The closest matches I can find to your grandfather by unit are:
29th Signal Company: White, William W
115th Infantry Regiment: Waits, Jace M White, George E White, William N Whitehead, John P Whitman, Leo R Whittington, Jack E
116th Infantry Regiment: Waite, Richard A Whitacre, Ozro T Whitaker, Herbert C White, Gordon H White, Ottis A White, Peter J White, William A Whittaker, Jess S
175th Infantry Regiment: White, James A White, John E White, Leland O White, William T
Thats everyone whose name is White, Waite or something close. I also looked at Wright, but saw no Francis or one with middle initial 'F' or anything helpful.
I don't know if you have any experience with these divisional histories (most divisions had one written after the war), but my experience is that all in all they are a good way to get a lot of details about the particulars of troop movements and such during battles that are too detailed for most history books, since these books focus only on one division. That does not mean that they do not have errors or omissions (this wouldn't be the first time I've come across one).

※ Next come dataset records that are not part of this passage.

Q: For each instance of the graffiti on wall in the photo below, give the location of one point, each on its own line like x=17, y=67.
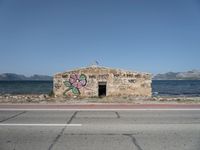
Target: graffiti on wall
x=75, y=83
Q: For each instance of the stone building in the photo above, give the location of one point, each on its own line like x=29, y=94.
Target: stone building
x=98, y=81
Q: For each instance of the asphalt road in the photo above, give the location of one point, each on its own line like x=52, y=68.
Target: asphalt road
x=100, y=130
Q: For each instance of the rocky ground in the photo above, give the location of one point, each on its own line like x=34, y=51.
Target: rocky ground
x=44, y=98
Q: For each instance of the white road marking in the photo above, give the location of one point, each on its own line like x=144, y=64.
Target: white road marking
x=40, y=125
x=136, y=109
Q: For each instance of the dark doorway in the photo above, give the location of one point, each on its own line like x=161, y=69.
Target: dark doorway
x=102, y=89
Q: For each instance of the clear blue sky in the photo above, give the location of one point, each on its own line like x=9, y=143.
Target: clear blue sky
x=49, y=36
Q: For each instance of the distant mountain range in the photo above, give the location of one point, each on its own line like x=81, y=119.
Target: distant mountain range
x=189, y=75
x=16, y=77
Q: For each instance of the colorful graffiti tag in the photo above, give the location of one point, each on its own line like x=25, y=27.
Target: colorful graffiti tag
x=75, y=83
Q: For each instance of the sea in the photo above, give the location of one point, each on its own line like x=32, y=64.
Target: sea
x=159, y=87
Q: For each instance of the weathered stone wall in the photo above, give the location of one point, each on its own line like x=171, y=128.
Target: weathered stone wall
x=84, y=82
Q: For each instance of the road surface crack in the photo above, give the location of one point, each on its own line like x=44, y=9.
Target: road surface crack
x=14, y=116
x=61, y=132
x=134, y=141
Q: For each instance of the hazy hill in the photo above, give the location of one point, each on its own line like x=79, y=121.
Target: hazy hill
x=189, y=75
x=14, y=77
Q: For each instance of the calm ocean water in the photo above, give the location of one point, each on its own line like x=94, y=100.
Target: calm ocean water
x=159, y=87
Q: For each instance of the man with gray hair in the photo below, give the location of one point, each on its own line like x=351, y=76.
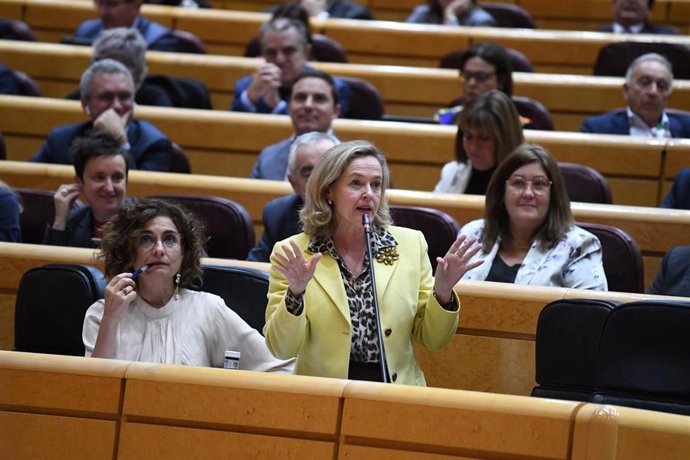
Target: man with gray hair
x=281, y=216
x=647, y=88
x=107, y=98
x=286, y=49
x=129, y=47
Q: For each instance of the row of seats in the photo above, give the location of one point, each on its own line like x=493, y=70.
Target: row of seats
x=634, y=354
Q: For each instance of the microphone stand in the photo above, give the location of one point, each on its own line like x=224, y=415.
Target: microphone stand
x=367, y=235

Considering that the 29th ID has something on the order of 3500 troops killed in action, I think it is very likely that some have been left out by mistake (and probably a few names of people that weren't killed as well), along with plenty of mispellings. Perhaps one the Whites listed above really had a middle initial 'F' for Francis and went by that name rather than his first name. Typos like that are a definite possibility.
So, if you have a very reliable source that says that Francis was in the 116th infantry regiment of the 29th infantry division, then I would trust it. However, if your source is perhaps not so reliable, then my suggestion is to consider a few other options (but not to rule out the 29th). As a further suggestion you might consider the 2nd or 5th ranger battalions, which were both attached to the 116th infantry regiment for the D-Day landings. Both would also have been in Cornwall at some point prior to D-Day since the 116th regiment embarked from various ports there for the invasion.I don't have easy access to casualty lists for these units or any other that participated in D-Day (other than the 29th of course) - I'm not even sure where the best place to look for them would be.
According to my book, the 29th division was stationed just outside of Salisbury (minus the 115th regiment which was near Oxford) in October of '42. In May '43 the division movedto Cornwall - the 115th regiment in Bodmin (hmmm....), Launceston and Bakehouse; the 116th regiment in Plymouth and the 175th regiment in Exeter; with the artillery spread all around.
I hope I helped some....let me know if I can help some more.